Jennifer Turner, a spokeswoman for the California Department of Mental Health, said the Mille decision patients 'tend to arrive exhibiting unpredictable behaviors, including aggressive actions or violent outbursts. While clinicians work quickly to develop an effective treatment plan for the patient, it does take time to identify aggressive or violent behavior triggers.'
The Bay Citizen also took a look at violence at Napa State Hospital, taking ten steps back to note that the state mental hospitals were not always so interconnected with violent crime:
In many ways, the brutality at Napa State Hospital reflects changes that have occurred at mental institutions statewide.
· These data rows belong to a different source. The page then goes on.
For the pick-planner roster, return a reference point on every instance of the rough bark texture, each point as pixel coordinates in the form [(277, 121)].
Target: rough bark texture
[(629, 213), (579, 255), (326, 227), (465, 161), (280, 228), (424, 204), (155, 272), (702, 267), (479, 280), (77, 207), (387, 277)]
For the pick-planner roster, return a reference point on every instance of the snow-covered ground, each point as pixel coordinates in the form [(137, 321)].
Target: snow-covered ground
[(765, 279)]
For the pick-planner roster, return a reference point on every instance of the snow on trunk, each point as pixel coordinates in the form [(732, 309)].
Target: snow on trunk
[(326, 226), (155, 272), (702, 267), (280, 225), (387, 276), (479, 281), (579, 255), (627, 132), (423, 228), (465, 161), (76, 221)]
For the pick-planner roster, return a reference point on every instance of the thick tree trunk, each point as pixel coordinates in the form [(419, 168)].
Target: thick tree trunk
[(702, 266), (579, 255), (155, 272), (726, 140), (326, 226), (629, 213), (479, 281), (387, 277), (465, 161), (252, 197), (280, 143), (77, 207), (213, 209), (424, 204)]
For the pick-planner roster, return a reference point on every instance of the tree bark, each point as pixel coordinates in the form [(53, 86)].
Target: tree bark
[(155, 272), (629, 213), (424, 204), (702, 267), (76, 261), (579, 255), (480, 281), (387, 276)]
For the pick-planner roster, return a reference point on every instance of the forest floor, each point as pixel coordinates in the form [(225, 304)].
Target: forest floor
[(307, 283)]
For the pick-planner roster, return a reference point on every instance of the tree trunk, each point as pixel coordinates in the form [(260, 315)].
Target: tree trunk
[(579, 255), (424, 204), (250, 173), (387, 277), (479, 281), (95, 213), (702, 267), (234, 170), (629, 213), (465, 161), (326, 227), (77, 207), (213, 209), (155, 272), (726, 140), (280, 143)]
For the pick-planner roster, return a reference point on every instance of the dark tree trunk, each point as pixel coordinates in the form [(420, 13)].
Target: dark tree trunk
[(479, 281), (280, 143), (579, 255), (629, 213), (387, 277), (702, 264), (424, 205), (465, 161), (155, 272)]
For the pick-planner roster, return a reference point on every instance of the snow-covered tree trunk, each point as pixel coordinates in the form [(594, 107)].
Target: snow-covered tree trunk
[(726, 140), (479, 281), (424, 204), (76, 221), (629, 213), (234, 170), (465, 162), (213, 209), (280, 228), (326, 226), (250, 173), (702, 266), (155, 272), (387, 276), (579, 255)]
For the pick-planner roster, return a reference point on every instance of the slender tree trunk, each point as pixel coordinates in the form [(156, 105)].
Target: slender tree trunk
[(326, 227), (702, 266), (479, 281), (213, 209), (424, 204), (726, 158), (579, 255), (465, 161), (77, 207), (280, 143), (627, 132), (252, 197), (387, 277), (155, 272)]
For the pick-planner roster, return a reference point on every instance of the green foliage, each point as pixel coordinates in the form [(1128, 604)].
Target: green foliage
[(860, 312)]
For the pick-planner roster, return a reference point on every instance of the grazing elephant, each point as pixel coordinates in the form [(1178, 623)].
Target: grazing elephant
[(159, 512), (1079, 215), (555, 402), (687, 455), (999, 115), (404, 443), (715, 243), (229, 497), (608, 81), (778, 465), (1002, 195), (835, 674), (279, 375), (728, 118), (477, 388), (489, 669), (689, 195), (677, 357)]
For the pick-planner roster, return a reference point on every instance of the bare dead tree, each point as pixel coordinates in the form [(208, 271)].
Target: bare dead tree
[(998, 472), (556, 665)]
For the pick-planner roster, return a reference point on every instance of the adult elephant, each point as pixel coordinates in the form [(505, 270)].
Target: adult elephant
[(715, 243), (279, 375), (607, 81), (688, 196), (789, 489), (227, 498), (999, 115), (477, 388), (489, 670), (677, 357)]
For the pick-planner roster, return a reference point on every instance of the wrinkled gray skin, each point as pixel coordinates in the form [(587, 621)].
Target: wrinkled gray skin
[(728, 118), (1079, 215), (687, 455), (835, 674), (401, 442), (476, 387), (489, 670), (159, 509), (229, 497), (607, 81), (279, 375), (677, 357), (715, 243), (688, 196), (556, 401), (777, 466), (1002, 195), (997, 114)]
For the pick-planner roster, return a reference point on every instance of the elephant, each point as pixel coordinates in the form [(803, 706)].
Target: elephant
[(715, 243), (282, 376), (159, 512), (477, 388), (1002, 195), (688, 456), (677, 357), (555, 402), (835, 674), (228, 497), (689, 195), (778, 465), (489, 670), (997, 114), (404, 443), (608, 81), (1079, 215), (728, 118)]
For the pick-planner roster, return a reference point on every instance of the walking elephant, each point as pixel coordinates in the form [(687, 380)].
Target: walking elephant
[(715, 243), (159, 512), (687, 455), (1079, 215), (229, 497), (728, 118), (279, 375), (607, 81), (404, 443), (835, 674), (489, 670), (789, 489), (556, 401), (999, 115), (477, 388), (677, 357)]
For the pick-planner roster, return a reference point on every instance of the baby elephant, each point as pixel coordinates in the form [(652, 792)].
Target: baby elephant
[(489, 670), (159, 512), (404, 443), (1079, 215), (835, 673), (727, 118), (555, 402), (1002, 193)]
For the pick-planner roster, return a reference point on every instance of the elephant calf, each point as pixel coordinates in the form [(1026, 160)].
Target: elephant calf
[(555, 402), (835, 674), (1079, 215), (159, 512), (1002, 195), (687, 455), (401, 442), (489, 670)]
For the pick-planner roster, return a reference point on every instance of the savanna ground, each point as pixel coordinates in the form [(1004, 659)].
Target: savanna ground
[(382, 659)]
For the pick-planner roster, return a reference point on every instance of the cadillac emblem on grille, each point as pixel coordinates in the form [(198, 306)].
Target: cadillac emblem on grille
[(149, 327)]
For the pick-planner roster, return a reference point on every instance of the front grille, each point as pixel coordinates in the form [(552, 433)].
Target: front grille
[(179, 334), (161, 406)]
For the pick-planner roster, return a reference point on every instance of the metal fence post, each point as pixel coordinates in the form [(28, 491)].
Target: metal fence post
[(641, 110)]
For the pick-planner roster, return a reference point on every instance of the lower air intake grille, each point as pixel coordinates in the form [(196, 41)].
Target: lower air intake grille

Since the early 1990s, thousands of mentally ill patients have been moved from state hospitals to community settings, opening up beds for patients who have been ordered there by criminal courts.
The Department of Mental Health reports that 92 percent of patients in state mental hospitals were referred by the criminal justice system; 15 years ago it was just 20 percent.
All of this, and hopefully more, will likely be on the table when lawmakers decide how to make the system safer.
Rigley reports that the process has already begun:
Sen. Sam Blakeslee plans to roll out up to four bills to address worker safety concerns at Atascadero State Hospital. …
For a second time, he said he plans to run a bill that would make 'gassing' a more serious offense. The term is used to describe patients filling bags with bodily fluids and then throwing them at staffers. Blakeslee authored a similar bill before, but it never made it out of committee.
And he has plans to address a litany of other safety concerns. Though his other bills are more tentative, Blakeslee said he wants to push legislation that would create a process whereby staff could administer medication more easily to dangerous patients. He also plans to 'fast track' violent patients back into the state prison system, noting that violent patients who were transferred from a prison to ASH would be more likely to modify their behavior if they knew going back was a consequence.
'That’s a common misperception that, because the population is mentally ill … traditional incentives and disincentives don’t work,' he said.